The B-17 usually has a crew of four to five people and the P-63 is a single-pilot aircraft.
"This is a World War II flight demonstration type airshow where we highlight the aircraft and their capabilities," says Coates. "The maneuvers that they were going thee were not dynamic at all. It was what we call ‘Bombers on parade’."
According to Dallas County Judge Clay Jenkins, the Dallas County Medical Examiner's Office confirmed six people died in the incident.
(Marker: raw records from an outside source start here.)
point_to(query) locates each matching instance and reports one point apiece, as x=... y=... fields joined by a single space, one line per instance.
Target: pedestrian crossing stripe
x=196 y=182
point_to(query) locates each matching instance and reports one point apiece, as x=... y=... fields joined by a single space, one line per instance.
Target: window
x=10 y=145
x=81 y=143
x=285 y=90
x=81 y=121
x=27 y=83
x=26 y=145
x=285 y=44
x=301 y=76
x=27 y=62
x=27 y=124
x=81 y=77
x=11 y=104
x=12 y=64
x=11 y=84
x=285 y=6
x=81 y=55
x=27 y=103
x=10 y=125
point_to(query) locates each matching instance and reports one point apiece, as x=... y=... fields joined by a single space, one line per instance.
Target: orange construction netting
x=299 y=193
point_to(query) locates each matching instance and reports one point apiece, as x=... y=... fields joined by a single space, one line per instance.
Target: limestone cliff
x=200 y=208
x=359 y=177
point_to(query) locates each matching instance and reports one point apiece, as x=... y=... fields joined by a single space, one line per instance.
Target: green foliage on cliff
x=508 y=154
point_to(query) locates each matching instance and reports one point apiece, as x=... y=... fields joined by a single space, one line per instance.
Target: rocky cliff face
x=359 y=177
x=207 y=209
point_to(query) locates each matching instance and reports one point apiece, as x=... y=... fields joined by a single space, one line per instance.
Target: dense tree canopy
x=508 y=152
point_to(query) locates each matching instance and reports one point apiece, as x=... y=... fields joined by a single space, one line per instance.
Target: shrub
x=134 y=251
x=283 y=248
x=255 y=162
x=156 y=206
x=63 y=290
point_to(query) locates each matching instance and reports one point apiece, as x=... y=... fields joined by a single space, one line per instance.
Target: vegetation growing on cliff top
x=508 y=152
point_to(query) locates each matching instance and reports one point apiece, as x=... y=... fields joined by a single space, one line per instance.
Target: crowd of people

According to Coates, the names of those involved until all next of kin are informed and he receives consensus from the National Transportation Safety Board (NTSB) and other working agencies.
Allied Pilots Association shared that two of their members, Terry Baker and Len Root, were among those who died in the accident. The APA is the labor union representing American Airlines pilots.
The families of those involved are being taken care of and receiving counseling, Coates says.
"The people that are flying in the airshows are volunteers. There is a very strict process of training and hours. All the pilots are vetted very carefully. Many of them have been flying for us for 20, 30 years, or longer. What I can tell you, this is not their first rodeo. These guys are very well-versed."
The plane collision is currently under investigation by the Federal Aviation Administration and Dallas-based agencies. The NTSB will also conduct a thorough investigation into the cause of the accident. At this time, no additional information is available.